Post Type:news Online Video Viewing, Ad Usage Increasingly Looks Like TV | Viamedia

Yet another study of Americans’ broadband video viewing patterns underscores the dramatically fast uptake of mobile viewing and also the increased acceptance of online advertising – by both viewers and marketers.  

Online video usage increased 38% from the second quarter 2012 to the same period this year, according to FreeWheel Advisory Services’ “Video Monetization Report, 2Q2013.”  
 

FreeWheel’s analysis, drawn from more than 18 billion video views, concludes that as scale continues to build, digital video increasingly reflects the linear TV experience.”  It observes that 30-second ads comprise 50% of online commercial viewing, and that “digital pure-play” – that is, online-only content such as YouTube – drove 80% of ad views in short-form content. 

FreeWheel notes that viewers watch the entire 15-second and 30-second online ads at nearly identical rates: about 76% for pre-roll commercials,  97% vs. 91% for mid-roll ads and about 62% for post-roll ads. (This finding is from “Linear + Digital” content providers; ad viewing for “Digital Pure-Play” content is slightly different.)

Viewing patterns on tablets and gaming consoles “closely mirror traditional TV viewing,” according to FreeWheel, before noting that long-form content represents about 45% of content watched on such devices.

FreeWheel’s latest report pays more attention than its previous quarterly studies to the ways in which “Linear + Data” providers (i.e. traditional media companies that release content via both “broadcast” and online platforms) compare to “Digital Pure-Play” providers in their ability to monetize content.   Digital Pure-Play ad views jumped 41% from Spring 2012 to the same period this year, while Linear + Digital ad viewing climbed 31%, according to FreeWheel’s research.

The study also finds that Digital Pure-Play drove about 80% of ad views from short-form content, while Linear + Digital providers “monetized a more diverse content mix.”   Ad loads on long-form Linear + Digital sites rose 12% year-over-year, while ad loads on mid-and short-form programs remained flat.

Not surprisingly tablet viewing jumped dramatically, especially since autumn. Tablets accounted for 13.2 7% of video viewing in the second quarter of 2013 compared to 7% during the same period last year and 7.5% in the fourth quarter of 2012.  Watching video on smartphones or other mobile devices also doubled during the year:  2.2% in 2Q2012 and 4.3% in 2Q2013.
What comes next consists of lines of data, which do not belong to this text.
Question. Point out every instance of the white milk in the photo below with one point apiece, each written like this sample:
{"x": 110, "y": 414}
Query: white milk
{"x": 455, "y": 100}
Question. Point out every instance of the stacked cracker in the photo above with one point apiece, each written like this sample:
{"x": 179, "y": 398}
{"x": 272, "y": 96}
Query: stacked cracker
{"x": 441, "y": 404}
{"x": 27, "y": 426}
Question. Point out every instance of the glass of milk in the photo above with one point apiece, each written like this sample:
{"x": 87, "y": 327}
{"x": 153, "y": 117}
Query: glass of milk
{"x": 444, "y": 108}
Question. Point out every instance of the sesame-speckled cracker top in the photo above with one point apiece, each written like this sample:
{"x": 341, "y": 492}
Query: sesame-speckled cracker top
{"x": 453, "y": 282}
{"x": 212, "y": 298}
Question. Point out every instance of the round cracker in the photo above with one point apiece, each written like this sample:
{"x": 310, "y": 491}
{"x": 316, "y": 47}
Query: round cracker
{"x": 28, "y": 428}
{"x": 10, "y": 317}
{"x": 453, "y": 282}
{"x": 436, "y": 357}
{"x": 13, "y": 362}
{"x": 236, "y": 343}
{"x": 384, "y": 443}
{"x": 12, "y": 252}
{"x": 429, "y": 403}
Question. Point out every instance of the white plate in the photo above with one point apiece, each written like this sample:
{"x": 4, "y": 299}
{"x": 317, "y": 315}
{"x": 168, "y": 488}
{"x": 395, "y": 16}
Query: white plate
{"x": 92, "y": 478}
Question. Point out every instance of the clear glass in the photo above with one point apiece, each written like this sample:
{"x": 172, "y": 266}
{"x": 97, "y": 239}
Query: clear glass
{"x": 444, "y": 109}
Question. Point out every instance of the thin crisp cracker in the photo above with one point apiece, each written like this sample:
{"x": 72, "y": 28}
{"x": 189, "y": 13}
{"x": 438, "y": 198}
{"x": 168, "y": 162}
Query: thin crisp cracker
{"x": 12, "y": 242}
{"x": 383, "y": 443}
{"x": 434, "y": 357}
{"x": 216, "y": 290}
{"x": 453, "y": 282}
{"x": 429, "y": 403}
Among the most striking findings in the FreeWheel report is the share of video views on OTT devices – a statistical quirk caused by the near-doubling of tablet usage which seems to have taken viewers away from OTT boxes.  A year ago 1.7% of viewing was done via OTT devices (such as Roku, Apple TV and other set-top boxes as well as videogame consoles).   In 2013’s second quarter, the share was down to 1.2%, having fallen as low as 0.8% during autumn 2012 and winter 2013. 
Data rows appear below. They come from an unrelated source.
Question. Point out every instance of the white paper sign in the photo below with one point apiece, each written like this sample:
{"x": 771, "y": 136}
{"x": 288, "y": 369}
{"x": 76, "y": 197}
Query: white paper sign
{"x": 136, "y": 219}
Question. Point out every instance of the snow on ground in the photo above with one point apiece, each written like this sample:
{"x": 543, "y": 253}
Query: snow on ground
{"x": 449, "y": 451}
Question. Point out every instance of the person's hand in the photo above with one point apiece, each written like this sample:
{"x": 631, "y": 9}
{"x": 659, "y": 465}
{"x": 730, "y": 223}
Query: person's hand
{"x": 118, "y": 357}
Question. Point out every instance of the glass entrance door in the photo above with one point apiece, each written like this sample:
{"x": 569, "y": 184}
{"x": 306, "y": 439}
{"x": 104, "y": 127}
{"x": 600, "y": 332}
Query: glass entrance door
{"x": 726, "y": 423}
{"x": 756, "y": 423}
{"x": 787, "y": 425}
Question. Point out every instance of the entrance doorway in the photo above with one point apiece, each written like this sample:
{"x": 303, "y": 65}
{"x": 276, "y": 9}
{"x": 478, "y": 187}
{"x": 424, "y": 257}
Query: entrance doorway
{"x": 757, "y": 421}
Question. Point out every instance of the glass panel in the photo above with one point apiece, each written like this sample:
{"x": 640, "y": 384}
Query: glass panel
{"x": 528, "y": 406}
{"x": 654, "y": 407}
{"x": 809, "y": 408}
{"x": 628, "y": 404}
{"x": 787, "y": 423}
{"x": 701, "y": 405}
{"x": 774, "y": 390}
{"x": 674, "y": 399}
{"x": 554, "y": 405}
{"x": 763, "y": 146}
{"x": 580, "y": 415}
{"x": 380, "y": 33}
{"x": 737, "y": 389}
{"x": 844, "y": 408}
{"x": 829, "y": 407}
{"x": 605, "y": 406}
The FreeWheel study also identified that impact of mobile viewing on desktop video streaming.  In Spring 2012, 89.1% of videos were watched on PC or Mac desktop computers; by 2Q2013, that share dropped to 81.3% in Spring 2013.

While the FreeWheel analysis confirms other researchers’ upbeat predictions for “non-traditional” viewing, its core message is about the migration of advertising to these addressable platforms.   Yet the migration will not be simple.

“We continue to see evidence of movement toward linear TV viewing experiences and monetization strategies, reinforcing our belief that the industry continues to work toward linear and digital convergence,” the report concludes.  Nonetheless, FreeWheel’s analysts note that despite benchmark indicators, “the industry is still in the very early stages of bringing together the best of linear TV with the best of digital video.” And it cites “challenges ranging from measurement to organizational” that will persist “for the foreseeable future.”